Since the advent of social media — and email before that — there have been numerous cases of questionable videos or inappropriate posts causing a stir at colleges, said Greg Lukianoff, president of the Foundation for Individual Rights in Education, a group that advocates for freedom of expression on college campuses.
Around the same time the UCLA student’s video went viral, an email that suggested crudely explicit terms for rating women circulated among USC fraternity members, then jumped to the blogosphere.
The incidents at USC and UCLA hewed to a pattern that Lukianoff said he has seen many times: Someone says something, it spreads, and the university responds.
After the email at USC began circulating, Michael L. Jackson, the university’s vice president for student affairs, sent an open letter to the campus community saying that officials were “appalled” by its language, which he said contradicted the school’s values.
UCLA went a step further in responding to the anti-Asian video on its campus. Chancellor Gene Block sat down in the broadcast studio that the university recently constructed and made a statement condemning the student’s video. Block’s response was then posted on YouTube, the same place the controversy began.
By the time the chancellor’s statement was posted, it was just one in a slew of videos on the subject. Some were light-hearted, others angry; some were politically correct, others as crude as the first. Hampton said it was crucial for UCLA’s administration to inject its voice directly into the conversation.
The same dissemination occurred with the email at USC: The feminist blog Jezebel found out about it and launched a conversation driven mostly by an anonymous commenter who claimed to have a connection to the student who might have written the email.
The discourse took some unsavory or frenzied turns on the Web. Back at the schools, however, a more measured discussion bloomed in which offended students discussed opportunities for change. At UCLA, Asian student groups said the video highlighted a need for increased diversity requirements in the curriculum.
At USC, students created petitions and held meetings to discuss troubling issues raised by the email. Jackson, in an emailed statement, said the university encourages “dialogue rather than discipline” in such situations.
“Social media is teaching us, habituating us, to respond to speech with more speech,” Lukianoff said.
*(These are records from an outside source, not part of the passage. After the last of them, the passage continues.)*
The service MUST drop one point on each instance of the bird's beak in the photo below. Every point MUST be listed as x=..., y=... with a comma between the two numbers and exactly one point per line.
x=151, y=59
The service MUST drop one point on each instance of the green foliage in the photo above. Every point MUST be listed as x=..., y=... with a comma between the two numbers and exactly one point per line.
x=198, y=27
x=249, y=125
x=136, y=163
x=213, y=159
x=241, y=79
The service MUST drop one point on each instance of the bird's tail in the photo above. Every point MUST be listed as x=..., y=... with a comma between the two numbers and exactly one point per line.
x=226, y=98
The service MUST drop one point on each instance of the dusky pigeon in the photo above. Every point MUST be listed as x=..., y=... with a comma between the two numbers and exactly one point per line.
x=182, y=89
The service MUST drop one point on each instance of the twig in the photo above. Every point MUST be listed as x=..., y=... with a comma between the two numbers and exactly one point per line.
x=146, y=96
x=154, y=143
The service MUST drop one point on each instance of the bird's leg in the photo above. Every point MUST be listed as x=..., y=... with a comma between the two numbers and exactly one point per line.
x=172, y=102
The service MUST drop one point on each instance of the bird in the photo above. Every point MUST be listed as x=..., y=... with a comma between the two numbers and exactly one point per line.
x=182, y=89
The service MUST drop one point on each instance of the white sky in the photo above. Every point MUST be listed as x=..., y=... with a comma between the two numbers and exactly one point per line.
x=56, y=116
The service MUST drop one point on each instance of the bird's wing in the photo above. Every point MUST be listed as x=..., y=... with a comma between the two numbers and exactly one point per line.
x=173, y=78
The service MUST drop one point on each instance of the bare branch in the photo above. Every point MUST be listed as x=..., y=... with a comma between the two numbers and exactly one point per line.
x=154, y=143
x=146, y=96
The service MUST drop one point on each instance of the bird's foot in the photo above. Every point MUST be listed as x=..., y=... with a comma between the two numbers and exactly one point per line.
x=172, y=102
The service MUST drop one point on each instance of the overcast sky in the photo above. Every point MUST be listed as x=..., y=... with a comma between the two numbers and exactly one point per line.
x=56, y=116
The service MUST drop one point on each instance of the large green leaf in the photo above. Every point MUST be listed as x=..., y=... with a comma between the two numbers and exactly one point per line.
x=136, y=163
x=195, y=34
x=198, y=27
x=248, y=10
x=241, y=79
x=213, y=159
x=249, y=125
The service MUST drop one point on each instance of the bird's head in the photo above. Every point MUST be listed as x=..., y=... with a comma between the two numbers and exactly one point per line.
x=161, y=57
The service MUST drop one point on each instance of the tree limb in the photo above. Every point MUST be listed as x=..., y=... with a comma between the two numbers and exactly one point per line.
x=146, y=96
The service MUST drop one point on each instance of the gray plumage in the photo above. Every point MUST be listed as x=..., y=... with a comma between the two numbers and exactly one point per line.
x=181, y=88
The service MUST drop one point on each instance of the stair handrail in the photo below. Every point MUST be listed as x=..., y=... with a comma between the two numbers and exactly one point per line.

Although there was a push for the universities to discipline or even expel the students behind the controversies, schools are often limited in what they can do. Lukianoff said that however reprehensible a student’s words might be, their speech is protected by the First Amendment.
But he said that those who cause a ruckus often “suffer the consequences naturally of what they say.” Alexandra Wallace, the UCLA student who made the video, has withdrawn from the university, citing threats.
Oregon State’s Roper said that staying enrolled might have helped Wallace learn from the situation. “When a student does something like this, they are making a request in an awkward way,” he said. “They are asking for the skills they need to navigate the world.”
Such instances enable universities to foster important dialogue. “When ignorance gets revealed, that shouldn’t be the time we [universities] run,” Roper said. “It should be the time we run toward.”
Lukianoff said that hurtful or insensitive speech often prods young people, who are developing their worldviews, to reevaluate their convictions. And if a classmate’s ignorance or insensitivity hadn’t gone viral, the conversation never would have started.
“Being offended is what happens when you have your deepest beliefs challenged,” he said. “If you go through four years of college without having your beliefs challenged, you should ask for your money back.”